Former NYPD officer Valerie Cincinelli appears in matrimonial court in Mineola...

Former NYPD officer Valerie Cincinelli appears in matrimonial court in Mineola in 2019. Credit: Howard Schnapp

A federal judge has again recommended Valerie Cincinelli, the former NYPD officer convicted of obstructing a grand jury investigation into a plan to hire a hit man to kill her estranged husband, serve her time in a Connecticut prison.

Cincinelli wrote a letter to the judge bemoaning her planned transfer to Kentucky, according to court documents.

Cincinelli, who was sentenced last year to 48 months in prison after pleading guilty to a single charge of obstruction of justice, is currently being held at the Metropolitan Detention Center in Brooklyn, according to the Federal Bureau of Prisons’ online inmate locator.

"My reason for writing you is to beg you to please ask the BOP to reconsider my designation to Danbury CT," Cincinelli wrote in a handwritten letter to U.S. District Judge Joanna Seybert on Jan. 4.

"I may be stuck here several months awaiting a transfer to Kentucky and I would lose out on my opportunity for work release and programs if I stay here in Brooklyn."

Cincinelli told the judge that she had been designated to a federal prison in Lexington, Kentucky, and said "severe weather" has "over taken that state," referring to the Dec. 10 tornado that killed 58 people and caused catastrophic damage to several towns in the western part of the state.

"Their government recently declared a state of emergency due to the death toll from the tornados and the damaged infrastructure," Cincinelli wrote.

In response to Cincinelli’s letter, Seybert last Thursday recommended to the Bureau of Prisons that Cincinelli be housed at the Federal Correctional Institution in Danbury.

Seybert had already asked the BOP to send Cincinelli to Danbury after her sentencing.

BOP spokeswoman Kristie Breshears said by email that prison designation information is not releasable until after an inmate arrives at the facility.

Breshears added that the bureau "routinely receives judicial recommendations and weighs a number of factors regarding designation to a facility." She said the bureau ultimately determines where a prisoner serves the sentence.

Cincinelli’s Manhattan-based attorney James Kousouros said by phone Monday that his client’s transfer from MDC to the Kentucky prison has been delayed because of the recent COVID-19 surge and the tornado damage.

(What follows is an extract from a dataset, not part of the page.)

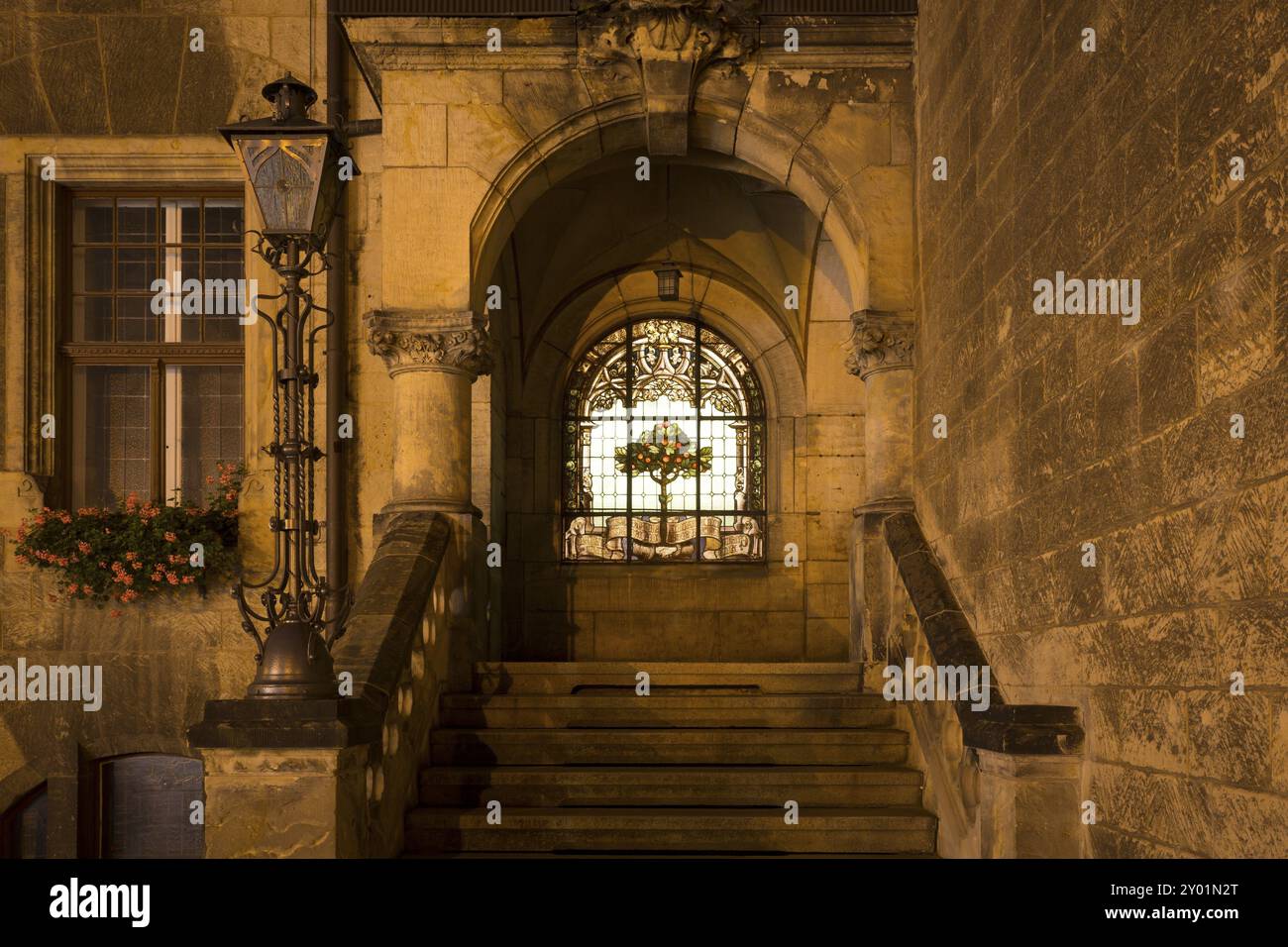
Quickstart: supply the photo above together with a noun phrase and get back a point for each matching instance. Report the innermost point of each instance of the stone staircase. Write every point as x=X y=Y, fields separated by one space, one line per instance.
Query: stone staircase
x=703 y=764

He added that Cincinelli recently tested positive for coronavirus.

"The conditions at the MDC certainly with regard to the covid pandemic are absolutely untenable with regard to female inmates," said Kousouros. "They are not segregated as they are in a dormitory environment and the majority of women have contracted COVID during the latest surge, including Ms. Cincinelli."

Prosecutors have said Cincinelli, a 12-year veteran of the NYPD from Oceanside, plotted to have her estranged husband, Isaiah Carvalho, killed because she didn’t want to share her pension with him. The couple was also going through a divorce and custody battle over their son. Prosecutors have also said she planned to have the 13-year-old daughter of her ex-boyfriend killed because she felt he was spending too much money on the girl.

Prosecutors dropped two murder-for-hire counts against Cincinelli as part of a plea deal.